Risk estimation of second primary cancers after breast radiotherapy

, , &
Pages 1331-1337 | Received 30 Nov 2015, Accepted 22 Apr 2016, Published online: 05 Jul 2016

Abstract

Aims: There is evidence towards the induction of second primary cancers (SPCs) after breast radiotherapy (RT). Organs, such as the lungs and the esophagus, have been identified as common sites for SPC formation. As a result, the current study investigated the risk of secondary carcinogenesis associated with particular RT techniques for breast cancer; including whole breast, segmented breast, partial breast and mammosite brachytherapy.

Methods: In this study, seven breast cancer patients had all major organs contoured on their planning computed tomography (CT) images. Whole breast, segmented breast, accelerated partial breast irradiation (APBI) and mammosite boost treatment plans were generated for each patient using Pinnacle3 treatment planning system. Differential dose-volume histograms were generated for a number of critical structures: bladder, brain and central nervous system (CNS), breast, colon, liver, lung, mouth and pharynx, esophagus, ovary, salivary gland, small intestine, stomach, and uterus.

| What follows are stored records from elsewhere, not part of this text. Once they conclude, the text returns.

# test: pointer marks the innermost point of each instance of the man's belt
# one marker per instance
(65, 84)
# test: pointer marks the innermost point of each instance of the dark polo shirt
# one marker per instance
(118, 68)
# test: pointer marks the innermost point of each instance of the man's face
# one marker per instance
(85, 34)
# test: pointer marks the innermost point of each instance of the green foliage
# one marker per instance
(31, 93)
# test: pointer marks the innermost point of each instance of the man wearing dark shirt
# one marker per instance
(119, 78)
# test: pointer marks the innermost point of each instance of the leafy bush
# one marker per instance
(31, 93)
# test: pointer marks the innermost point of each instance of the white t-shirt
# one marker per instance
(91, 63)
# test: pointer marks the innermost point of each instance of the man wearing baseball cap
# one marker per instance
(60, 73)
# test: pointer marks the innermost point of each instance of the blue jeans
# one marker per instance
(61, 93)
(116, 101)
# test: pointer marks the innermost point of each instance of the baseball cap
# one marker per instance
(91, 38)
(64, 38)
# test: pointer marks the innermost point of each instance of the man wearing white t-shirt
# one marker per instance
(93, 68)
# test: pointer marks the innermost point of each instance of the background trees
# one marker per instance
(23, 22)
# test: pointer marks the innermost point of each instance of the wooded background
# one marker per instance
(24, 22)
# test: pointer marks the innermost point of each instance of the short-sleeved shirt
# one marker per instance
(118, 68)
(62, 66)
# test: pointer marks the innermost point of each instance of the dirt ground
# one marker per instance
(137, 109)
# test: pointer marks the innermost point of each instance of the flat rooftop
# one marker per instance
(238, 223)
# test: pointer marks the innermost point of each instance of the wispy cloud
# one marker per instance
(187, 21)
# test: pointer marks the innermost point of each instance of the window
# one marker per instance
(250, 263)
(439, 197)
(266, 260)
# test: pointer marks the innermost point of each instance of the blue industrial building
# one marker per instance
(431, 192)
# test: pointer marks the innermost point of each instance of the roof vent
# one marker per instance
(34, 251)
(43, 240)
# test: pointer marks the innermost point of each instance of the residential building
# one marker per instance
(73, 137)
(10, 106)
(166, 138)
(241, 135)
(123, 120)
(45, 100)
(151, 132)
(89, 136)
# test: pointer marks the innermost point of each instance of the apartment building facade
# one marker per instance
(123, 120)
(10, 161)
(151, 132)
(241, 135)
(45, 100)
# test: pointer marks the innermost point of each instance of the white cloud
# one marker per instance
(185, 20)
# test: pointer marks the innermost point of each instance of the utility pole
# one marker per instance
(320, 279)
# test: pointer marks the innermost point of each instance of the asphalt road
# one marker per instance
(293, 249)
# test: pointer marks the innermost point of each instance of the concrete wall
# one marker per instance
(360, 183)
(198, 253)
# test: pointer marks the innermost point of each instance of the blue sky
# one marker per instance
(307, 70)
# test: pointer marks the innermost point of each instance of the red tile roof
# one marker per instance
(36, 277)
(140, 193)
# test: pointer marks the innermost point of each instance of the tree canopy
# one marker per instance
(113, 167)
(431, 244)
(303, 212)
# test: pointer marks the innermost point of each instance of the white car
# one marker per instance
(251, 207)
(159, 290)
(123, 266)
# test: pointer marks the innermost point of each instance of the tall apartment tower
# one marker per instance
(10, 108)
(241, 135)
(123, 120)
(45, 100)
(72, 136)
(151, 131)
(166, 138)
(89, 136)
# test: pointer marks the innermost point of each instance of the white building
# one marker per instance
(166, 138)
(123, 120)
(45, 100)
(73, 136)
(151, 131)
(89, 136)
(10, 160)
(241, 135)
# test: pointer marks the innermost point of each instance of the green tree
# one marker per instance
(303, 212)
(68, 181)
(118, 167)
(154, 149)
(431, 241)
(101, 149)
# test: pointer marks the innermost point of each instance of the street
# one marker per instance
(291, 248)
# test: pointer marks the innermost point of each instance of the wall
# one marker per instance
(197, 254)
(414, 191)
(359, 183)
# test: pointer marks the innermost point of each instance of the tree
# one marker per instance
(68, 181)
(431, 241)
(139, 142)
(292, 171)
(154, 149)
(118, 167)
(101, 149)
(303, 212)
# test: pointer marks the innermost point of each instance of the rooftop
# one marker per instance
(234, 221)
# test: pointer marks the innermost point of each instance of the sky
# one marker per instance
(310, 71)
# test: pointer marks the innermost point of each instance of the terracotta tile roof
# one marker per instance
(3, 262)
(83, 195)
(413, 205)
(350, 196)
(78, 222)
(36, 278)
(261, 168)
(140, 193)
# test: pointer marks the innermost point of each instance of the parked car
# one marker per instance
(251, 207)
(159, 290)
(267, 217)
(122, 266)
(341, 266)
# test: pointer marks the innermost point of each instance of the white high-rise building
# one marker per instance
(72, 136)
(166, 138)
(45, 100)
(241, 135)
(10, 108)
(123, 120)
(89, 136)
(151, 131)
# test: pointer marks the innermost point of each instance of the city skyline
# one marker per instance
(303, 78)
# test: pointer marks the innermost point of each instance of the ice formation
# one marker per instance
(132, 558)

The lifetime attributed risk (LAR) of cancer induction was estimated using the Schneider et al. excess absolute risk models and dose-volume histograms for the above organs.

Results: The sites with the highest LAR estimates were the ipsilateral and contralateral lungs, and contralateral breast for all treatment techniques. For all sites, the LAR estimates for the segmented breast and mammosite treatments were lower than those for the whole breast and APBI treatments. For right-sided target volumes the liver also resulted in high LAR estimates, with all techniques having a LAR greater than 20 per 10 000 person-years (PY), except for mammosite with a mean LAR estimate of 13.2 per 10 000 PY. For left-sided target volumes the stomach also resulted in high LAR estimates, with both whole breast and APBI having a LAR greater than 20 per 10 000 PY, and mammosite the lowest with a LAR of 8.3 per 10 000 PY.

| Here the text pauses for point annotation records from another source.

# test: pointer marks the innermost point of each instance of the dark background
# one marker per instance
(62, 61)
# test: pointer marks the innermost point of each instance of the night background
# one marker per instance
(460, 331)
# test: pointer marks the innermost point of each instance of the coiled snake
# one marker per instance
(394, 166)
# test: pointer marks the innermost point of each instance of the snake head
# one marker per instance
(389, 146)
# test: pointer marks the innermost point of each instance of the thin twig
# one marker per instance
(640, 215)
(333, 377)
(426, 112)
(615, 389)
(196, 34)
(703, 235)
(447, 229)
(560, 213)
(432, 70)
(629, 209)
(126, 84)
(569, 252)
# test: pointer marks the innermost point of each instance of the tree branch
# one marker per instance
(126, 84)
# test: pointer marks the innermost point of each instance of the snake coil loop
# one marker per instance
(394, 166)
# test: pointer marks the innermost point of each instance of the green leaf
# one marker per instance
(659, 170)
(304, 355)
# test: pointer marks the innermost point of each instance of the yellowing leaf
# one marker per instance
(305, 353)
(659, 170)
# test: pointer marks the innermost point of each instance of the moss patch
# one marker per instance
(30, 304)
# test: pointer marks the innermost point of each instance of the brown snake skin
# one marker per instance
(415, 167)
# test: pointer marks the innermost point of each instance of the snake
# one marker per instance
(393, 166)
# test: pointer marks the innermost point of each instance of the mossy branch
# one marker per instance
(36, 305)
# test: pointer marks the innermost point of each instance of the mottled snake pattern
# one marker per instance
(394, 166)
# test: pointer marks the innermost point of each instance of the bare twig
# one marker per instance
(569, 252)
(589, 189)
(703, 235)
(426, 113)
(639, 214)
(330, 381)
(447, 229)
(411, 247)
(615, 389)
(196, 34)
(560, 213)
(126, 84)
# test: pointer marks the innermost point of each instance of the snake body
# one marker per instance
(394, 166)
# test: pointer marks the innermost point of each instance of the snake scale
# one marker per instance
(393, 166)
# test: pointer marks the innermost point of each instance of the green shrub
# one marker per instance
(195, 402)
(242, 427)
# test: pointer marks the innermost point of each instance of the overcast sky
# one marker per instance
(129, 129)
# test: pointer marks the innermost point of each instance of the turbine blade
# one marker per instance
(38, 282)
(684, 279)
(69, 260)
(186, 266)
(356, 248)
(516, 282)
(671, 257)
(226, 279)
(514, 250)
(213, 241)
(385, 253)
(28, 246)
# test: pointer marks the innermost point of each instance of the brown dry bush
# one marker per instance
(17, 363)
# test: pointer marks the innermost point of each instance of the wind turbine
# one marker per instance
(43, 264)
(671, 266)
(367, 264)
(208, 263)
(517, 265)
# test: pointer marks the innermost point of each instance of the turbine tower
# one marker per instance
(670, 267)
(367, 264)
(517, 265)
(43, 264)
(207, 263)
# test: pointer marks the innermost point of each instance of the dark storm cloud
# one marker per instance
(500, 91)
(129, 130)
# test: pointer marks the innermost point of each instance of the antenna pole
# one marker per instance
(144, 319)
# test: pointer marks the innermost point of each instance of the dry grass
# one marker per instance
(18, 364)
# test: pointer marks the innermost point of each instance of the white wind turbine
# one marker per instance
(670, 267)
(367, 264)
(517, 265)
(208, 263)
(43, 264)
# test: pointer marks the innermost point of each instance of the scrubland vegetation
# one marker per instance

Conclusion: It is concluded that the lungs and contralateral breast showed high LAR estimates.

Breast cancer is the most common malignancy among women worldwide. Surgery, chemotherapy and radiotherapy (RT) are common ways to manage the disease. As the vast majority of breast cancer patients undergo irradiation there is need to evaluate the secondary effects of radiation on these patients. Estimates of these effects are especially important for breast cancer patients of young age [Citation1].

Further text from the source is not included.